Fourth Flash Season generally suceeds

By Ben Dross, Staff Writer

“The Flash” came running back onto screens Oct. 13 with a wild season four premiere, but is still stumbling over some speed bumps as it tries to transition from a rocky season three.


Keeping in routine with previous seasons, “The Flash” opened four months after the season three finale. That being said, most of the first episode is dedicated to exploring the new dynamic between most of the characters in the wake of the departure of many characters in the season 3 finale. It is probably best to go through each episode by character, instead of chronologically, explaining what’s new and if it will be a good fit for audiences as the Flash tries to rebound from last years’ disappointment.


The episode opens with Iris West (Candice Patton) delivering the opening monologue, instead of our friend the Flash himself, Barry Allen (Grant Gustin). Iris has taken over as the lead in Barry’s absence, managing Barry’s former sidekicks Wally West aka Kid Flash (Keiyan Lonsdale) and Cisco Ramon aka Vibe (Carlos Valdes). This episode reminds many viewers  Iris West’s difficult character last season, and it is not looking like this will change.


Iris West, now Barry’s fiance,  has gone absolutely crazy following Barry’s disappearance. She has become stricken with grief and is taking it out on others. She even refuses to accept Barry’s inevitable return, as he comes back from his hiatus twenty minutes into the episode. Her character is impulsive, stubborn, and downright rude to her friends. Team Flash is supposed to be a balance, with everyone helping out Barry, not Iris. Iris is  so prominently featured that it weighs down the rest of what was overall a successful premiere.

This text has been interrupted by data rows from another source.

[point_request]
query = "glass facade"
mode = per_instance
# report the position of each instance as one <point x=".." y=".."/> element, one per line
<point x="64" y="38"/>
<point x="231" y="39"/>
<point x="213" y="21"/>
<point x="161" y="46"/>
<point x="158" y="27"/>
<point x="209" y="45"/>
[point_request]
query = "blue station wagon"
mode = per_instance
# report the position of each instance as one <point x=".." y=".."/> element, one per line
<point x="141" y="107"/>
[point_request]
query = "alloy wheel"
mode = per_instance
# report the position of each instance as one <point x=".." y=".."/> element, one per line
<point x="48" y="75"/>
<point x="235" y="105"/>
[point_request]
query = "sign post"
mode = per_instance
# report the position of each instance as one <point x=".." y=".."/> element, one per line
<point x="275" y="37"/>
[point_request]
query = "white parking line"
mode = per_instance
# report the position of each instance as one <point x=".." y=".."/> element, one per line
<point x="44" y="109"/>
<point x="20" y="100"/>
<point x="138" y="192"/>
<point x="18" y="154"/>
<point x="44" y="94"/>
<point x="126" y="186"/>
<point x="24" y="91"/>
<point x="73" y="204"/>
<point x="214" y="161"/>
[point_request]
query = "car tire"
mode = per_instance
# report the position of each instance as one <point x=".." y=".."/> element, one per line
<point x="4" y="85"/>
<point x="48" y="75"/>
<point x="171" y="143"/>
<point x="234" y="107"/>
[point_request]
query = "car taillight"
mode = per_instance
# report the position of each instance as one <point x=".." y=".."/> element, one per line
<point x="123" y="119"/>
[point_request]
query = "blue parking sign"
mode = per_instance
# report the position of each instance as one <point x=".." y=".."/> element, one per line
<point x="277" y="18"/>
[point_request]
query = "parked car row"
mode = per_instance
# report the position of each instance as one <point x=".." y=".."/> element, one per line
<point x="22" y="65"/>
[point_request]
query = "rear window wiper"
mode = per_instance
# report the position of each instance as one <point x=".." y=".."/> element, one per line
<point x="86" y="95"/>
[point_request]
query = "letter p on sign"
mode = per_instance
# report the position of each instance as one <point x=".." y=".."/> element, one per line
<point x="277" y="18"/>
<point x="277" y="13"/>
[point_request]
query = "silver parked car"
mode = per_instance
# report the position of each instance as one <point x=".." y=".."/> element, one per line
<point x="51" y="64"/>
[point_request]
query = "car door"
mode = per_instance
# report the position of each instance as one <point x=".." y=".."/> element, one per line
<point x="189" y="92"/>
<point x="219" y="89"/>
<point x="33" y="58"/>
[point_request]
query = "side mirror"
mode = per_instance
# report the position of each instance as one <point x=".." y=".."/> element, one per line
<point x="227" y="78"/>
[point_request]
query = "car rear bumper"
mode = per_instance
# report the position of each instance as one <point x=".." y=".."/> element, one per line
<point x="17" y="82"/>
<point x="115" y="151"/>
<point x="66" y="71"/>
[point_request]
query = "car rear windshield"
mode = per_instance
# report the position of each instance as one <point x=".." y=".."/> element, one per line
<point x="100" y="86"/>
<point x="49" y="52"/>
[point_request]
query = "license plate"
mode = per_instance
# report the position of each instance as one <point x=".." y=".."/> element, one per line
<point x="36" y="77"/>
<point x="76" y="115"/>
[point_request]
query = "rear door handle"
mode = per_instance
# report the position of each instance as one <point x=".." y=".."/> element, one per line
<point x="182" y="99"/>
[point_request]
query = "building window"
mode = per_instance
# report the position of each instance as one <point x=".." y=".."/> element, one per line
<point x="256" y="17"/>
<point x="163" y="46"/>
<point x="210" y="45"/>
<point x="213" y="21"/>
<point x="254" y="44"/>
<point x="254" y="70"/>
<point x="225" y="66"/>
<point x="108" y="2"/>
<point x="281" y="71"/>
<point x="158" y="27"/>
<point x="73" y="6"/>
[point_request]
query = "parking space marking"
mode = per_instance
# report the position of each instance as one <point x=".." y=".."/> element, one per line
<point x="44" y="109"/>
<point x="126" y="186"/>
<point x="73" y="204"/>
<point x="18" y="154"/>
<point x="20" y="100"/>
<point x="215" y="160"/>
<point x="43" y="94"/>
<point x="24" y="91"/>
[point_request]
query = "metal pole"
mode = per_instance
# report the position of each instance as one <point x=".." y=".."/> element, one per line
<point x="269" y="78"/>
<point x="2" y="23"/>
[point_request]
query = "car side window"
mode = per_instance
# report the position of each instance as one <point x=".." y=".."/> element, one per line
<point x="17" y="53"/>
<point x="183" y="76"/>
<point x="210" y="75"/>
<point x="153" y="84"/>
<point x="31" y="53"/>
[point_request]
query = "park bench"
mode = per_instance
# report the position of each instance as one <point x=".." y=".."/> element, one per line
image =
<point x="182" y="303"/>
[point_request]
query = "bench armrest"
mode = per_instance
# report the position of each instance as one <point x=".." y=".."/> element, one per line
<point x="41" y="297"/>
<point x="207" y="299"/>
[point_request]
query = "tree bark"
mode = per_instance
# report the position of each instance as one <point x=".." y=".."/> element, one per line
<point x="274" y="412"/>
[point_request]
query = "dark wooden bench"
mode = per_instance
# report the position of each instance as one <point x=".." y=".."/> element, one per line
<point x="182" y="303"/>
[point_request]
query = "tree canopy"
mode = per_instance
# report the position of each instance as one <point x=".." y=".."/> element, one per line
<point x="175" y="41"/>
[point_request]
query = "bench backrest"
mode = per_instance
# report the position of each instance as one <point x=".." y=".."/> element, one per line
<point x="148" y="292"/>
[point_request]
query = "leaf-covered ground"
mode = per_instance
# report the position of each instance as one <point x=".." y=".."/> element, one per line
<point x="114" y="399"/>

The supporting cast holds up well. Joe West (Jesse L. Martin) is still an expertly-crafted character. He’s getting his confidence back, as evidenced by his new girlfriend moving in with him. He’s beginning to move on from the loss of his wife and trusting others. The man still serves as a great father and advice giver to Barry, Wally, and Iris. His monologue about faith was well delivered and will serve as a central theme for season four. The way that the Flash will overcome his demons this season will be by following Joe’s advice about faith, and putting his faith in his fellow teammates.


Wally West is looking right again. After a traumatic and dark season three story line for Wally, he gets a brighter future in season four. He’s confident, funny, and determined to become a hero this season. He does not get lost and overwhelmed anymore when dealing with tough decisions and foes. He fought two super villains in this episode, both without struggling. He even donned Barry’s costume in the beginning, a good comic callback to when he was the Flash of the comic book world. As viewers, we can only hope that  there will be more of Kid Flash the super sidekick and less of sad, melodramatic Wally this season.


Cisco and Caitlin Snow aka Killer Frost (Danielle Panabaker) are back. One is returning to his roots, and the other is blazing a new trail. These character developments were both awesome moves by The Flash’s writers. Cisco was a funny geek in the shows’ beginning, but got caught up in some drama in season three. In this episode, he made plenty of pop culture references and comic book references to intrigue the audience. He’s always good for a laugh and a fan favorite. Caitlin, on the other hand, was struggling as a “goody two shoes”. After her transformation into a villain last season, Killer Frost found the sweet spot on Tuesday as an anti-hero, walking the line between good and bad. She helped Team Flash, while getting aggresive. Hopefully, we see her walk this line all season long.


Finally, the Flash himself is back. He returned from his service to the speed force, and he claims to be stronger than ever. He thinks five times faster, and has run faster than anyone before, earning the title of the fastest man alive in this episode. The episode did not really focus on Barry, and more set up his supporting cast. That’s ok, however, as the show will obviously feature him more prominently in the next 25 episodes.


Briefly, the plot is worth mentioning. While the plot was too Iris centric, with the Flash relying on her for everything in this episode, and supporting characters being scolded by her, that was the only real drawback. In the end, there was lots of action as multiple super villains were featured and we saw Wally, Barry, Cisco, Caitlin, and Joe fight crime. It’s rare to get that much action in one episode, and it was sorely missed by loyal viewers.


All in all, it is exciting to have the Flash back on the air. The show looks poised to learn from its over-dramatic season three and build off of its action-packed season four premiere.